You are viewing a plain text version of this content. The canonical link for it is here.
Posted to solr-user@lucene.apache.org by Peter Kiraly <pk...@tesuji.eu> on 2009/09/02 12:00:30 UTC

date field type problem

Hi Solr users,

I have a lots of dates from a library catalog in not
solr.DateField compatible format.

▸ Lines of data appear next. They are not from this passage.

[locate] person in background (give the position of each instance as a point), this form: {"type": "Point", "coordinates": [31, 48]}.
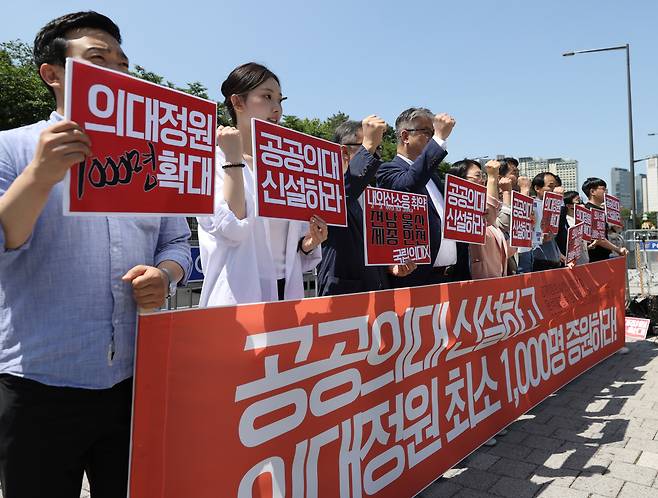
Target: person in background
{"type": "Point", "coordinates": [421, 147]}
{"type": "Point", "coordinates": [614, 236]}
{"type": "Point", "coordinates": [595, 189]}
{"type": "Point", "coordinates": [488, 260]}
{"type": "Point", "coordinates": [559, 189]}
{"type": "Point", "coordinates": [547, 255]}
{"type": "Point", "coordinates": [507, 182]}
{"type": "Point", "coordinates": [571, 199]}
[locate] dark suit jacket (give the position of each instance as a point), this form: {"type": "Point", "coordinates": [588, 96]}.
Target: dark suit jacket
{"type": "Point", "coordinates": [399, 175]}
{"type": "Point", "coordinates": [342, 269]}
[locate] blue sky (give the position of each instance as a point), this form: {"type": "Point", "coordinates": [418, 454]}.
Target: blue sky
{"type": "Point", "coordinates": [496, 66]}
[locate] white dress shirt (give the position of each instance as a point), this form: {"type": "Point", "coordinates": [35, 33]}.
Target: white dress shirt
{"type": "Point", "coordinates": [237, 255]}
{"type": "Point", "coordinates": [447, 254]}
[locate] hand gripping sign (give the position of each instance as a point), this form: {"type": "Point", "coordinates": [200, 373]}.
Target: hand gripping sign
{"type": "Point", "coordinates": [522, 220]}
{"type": "Point", "coordinates": [598, 224]}
{"type": "Point", "coordinates": [465, 206]}
{"type": "Point", "coordinates": [613, 210]}
{"type": "Point", "coordinates": [583, 215]}
{"type": "Point", "coordinates": [297, 175]}
{"type": "Point", "coordinates": [396, 227]}
{"type": "Point", "coordinates": [153, 148]}
{"type": "Point", "coordinates": [574, 242]}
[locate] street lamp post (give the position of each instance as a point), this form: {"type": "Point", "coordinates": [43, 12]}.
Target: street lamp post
{"type": "Point", "coordinates": [631, 158]}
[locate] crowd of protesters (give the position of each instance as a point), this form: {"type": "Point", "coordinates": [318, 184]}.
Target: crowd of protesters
{"type": "Point", "coordinates": [250, 259]}
{"type": "Point", "coordinates": [70, 287]}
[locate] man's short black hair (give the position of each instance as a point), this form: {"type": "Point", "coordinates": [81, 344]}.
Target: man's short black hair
{"type": "Point", "coordinates": [50, 42]}
{"type": "Point", "coordinates": [569, 196]}
{"type": "Point", "coordinates": [506, 164]}
{"type": "Point", "coordinates": [538, 180]}
{"type": "Point", "coordinates": [592, 183]}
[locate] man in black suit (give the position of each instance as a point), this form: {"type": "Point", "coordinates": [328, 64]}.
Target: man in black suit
{"type": "Point", "coordinates": [421, 147]}
{"type": "Point", "coordinates": [342, 269]}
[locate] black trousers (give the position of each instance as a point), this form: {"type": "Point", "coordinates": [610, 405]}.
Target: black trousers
{"type": "Point", "coordinates": [50, 435]}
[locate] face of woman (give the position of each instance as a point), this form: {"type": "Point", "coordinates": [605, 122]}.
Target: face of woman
{"type": "Point", "coordinates": [475, 174]}
{"type": "Point", "coordinates": [263, 102]}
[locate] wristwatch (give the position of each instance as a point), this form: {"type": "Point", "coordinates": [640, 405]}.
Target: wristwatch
{"type": "Point", "coordinates": [172, 283]}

I wrote a new <fieldType>
definition inside the solrconfig.xml, which creates
eg. 1991-01-01T00:00:01Z from the input '[c1991.]' string.
It works fine when I tried it with the typical values
in the http://localhost:8983/solr/admin/analysis.jsp,
but it always throws an exception, when I try to index
the records.

<fieldType name="trickyDate" class="solr.DateField"
  sortMissingLast="true" omitNorms="true">
  <analyzer>
    <tokenizer class="solr.KeywordTokenizerFactory"/>
    <filter class="solr.LowerCaseFilterFactory" />
    <filter class="solr.TrimFilterFactory" />
    <filter class="solr.PatternReplaceFilterFactory"
      pattern="sh..?wa \d\d? " replacement="" replace="first"/>
    <filter class="solr.PatternReplaceFilterFactory"
      pattern="june (\d\d), " replacement="" replace="first"/>
    <filter class="solr.PatternReplaceFilterFactory"
      pattern="september (\d\d), " replacement="" replace="first"/>
    <filter class="solr.PatternReplaceFilterFactory"
      pattern="(\D)" replacement="" replace="all"/>
    <filter class="solr.PatternReplaceFilterFactory"
      pattern="^(\d{4})\d*$" replacement="$1-01-01T00:00:01"
      replace="all"/>
  </analyzer>
</fieldType>

It is more than possible, that I misunderstand something. What I
like to do is to 'normalize' somehow the input data, and I thought
that it is more effective in the Solr side, than in the client.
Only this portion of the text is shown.